Umfang des Rechtes aus Art. 15 DSGVO - Datenschutz - Datenschutzrechtlich - Urteil - Rechte - Personenbezogene Daten - Daten - BAG

The right to information according to Art. 15 GDPR – ruling of the Bundesarbeitsgericht does not bring clarity

Even in the context of an employment relationship or after its termination, an employee has the right to information about the processing of his or her data pursuant to Art. 15 GDPR. So far, so clear. As in many cases, the problems begin with a detailed examination.

In the case of Art. 15 GDPR, the scope of the claim is disputed, particularly with regard to e-mails accrued in the context of an employment relationship. Does the employer have to hand over all emails in which the data subject was the sender or recipient or in which the data subject was only mentioned upon request?

Judicial proceedings

This was precisely the issue at stake in a legal dispute that has now come to a (provisional) end before the Federal Labor Court.

The plaintiff in this case is a commercial lawyer who demanded information from his former employer about the data processed and the surrender of this data pursuant to Art. 15 (3) GDPR. With regard to the information about the data, the legal dispute could be declared settled by mutual agreement. However, the plaintiff is still pursuing the issue of a copy of all emails concerning him in court.

After the action before the Regional Labor Court was only partially successful, the plaintiff continued to contest the legal action and is appealing to the Federal Labor Court.

Decision of the Federal Labor Court

This step was also unsuccessful for the plaintiff, and the Federal Labor Court rejected his appeal in a decision dated April 27, 2021 (BAG, judgment dated April 27, 2021, file no. 2 AZR 342/20).

However, the decision does not mean that the plaintiff’s claim did not exist to the extent requested, i.e. that he had no right to request a copy of all e-mails. Rather, the court was able to leave this question open. The claim was dismissed for procedural reasons.
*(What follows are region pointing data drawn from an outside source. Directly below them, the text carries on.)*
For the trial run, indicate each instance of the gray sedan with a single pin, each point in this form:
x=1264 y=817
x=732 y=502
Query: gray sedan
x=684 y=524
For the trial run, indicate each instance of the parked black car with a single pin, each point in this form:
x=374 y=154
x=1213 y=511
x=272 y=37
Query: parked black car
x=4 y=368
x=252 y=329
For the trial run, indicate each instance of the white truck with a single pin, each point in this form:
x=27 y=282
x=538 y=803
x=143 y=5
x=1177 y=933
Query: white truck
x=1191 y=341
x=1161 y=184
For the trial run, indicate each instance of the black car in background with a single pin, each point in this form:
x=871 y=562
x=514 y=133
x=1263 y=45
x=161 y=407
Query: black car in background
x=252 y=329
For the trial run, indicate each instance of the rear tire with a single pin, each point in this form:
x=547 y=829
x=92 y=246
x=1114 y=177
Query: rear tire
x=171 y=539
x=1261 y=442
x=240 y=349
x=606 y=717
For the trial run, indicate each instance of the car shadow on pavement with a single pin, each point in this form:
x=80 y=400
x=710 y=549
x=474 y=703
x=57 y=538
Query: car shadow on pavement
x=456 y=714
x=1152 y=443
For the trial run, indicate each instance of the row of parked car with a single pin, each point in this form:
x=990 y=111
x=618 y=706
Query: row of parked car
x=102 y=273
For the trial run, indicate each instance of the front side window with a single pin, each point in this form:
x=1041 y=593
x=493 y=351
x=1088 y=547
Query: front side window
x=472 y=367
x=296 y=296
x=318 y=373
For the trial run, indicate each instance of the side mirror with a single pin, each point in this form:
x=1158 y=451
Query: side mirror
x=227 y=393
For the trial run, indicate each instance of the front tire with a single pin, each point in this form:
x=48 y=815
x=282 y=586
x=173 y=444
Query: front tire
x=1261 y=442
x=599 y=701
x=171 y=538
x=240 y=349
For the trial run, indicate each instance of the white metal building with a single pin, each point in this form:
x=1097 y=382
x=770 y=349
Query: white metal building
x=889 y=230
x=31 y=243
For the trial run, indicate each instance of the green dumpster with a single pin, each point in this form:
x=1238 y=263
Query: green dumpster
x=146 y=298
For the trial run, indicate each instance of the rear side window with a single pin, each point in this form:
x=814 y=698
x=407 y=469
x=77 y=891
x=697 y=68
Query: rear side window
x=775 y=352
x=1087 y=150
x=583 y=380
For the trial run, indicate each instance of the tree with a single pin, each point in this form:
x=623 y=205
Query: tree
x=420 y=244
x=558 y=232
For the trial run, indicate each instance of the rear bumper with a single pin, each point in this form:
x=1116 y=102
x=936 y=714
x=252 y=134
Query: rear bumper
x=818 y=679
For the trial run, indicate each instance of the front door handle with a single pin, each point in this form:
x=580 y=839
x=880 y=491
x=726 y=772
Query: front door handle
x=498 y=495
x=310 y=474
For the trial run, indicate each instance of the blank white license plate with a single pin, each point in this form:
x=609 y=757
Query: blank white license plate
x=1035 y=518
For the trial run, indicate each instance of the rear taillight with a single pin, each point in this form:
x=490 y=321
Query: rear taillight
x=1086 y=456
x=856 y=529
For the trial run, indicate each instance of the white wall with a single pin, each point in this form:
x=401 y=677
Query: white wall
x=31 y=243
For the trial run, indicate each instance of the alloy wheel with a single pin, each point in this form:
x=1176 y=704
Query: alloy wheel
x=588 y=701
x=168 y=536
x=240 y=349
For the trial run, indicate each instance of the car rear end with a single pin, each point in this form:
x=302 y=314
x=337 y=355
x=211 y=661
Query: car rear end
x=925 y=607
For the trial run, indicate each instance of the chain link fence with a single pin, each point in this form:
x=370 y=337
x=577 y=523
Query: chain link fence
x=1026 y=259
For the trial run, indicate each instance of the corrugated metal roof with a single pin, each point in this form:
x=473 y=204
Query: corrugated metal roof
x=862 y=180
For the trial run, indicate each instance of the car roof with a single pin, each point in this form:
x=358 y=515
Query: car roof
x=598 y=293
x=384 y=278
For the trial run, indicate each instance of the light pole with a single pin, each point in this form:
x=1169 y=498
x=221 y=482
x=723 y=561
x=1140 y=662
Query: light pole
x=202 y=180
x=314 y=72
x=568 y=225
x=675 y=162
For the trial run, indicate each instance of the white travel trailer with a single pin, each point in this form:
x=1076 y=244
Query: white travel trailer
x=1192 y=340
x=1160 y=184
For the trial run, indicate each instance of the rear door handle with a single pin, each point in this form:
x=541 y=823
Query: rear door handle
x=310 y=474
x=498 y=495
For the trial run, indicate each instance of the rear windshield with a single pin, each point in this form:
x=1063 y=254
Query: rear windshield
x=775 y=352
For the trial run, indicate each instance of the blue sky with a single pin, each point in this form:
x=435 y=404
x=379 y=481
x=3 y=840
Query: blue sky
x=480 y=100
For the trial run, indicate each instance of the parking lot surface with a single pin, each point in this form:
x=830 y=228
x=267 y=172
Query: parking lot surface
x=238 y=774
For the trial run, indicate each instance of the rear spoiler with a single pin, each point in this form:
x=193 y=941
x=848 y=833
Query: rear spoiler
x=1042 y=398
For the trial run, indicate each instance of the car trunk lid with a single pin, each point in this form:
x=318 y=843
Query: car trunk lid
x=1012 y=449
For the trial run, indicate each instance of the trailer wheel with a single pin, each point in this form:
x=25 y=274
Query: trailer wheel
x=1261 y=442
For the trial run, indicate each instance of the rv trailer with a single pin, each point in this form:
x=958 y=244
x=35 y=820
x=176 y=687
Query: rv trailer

According to the Federal Labor Court, the plaintiff’s request was too vague. The plaintiff would have had to either specify the e-mails to be handed over more precisely or, insofar as this was not possible for him, assert his claim by way of a step-by-step action.

Data protection outlook

From a data protection perspective, it is to be regretted. The long-awaited ruling of the Federal Labor Court did not provide any clarity on the scope of Art. 15 GDPR. However, it can be assumed that further court decisions will be issued in a timely manner on Art. 15 GDPR with regard to company e-mail traffic. In particular, since the Federal Labor Court has indicated a procedural path by which a plaintiff can at least obtain a decision on the merits.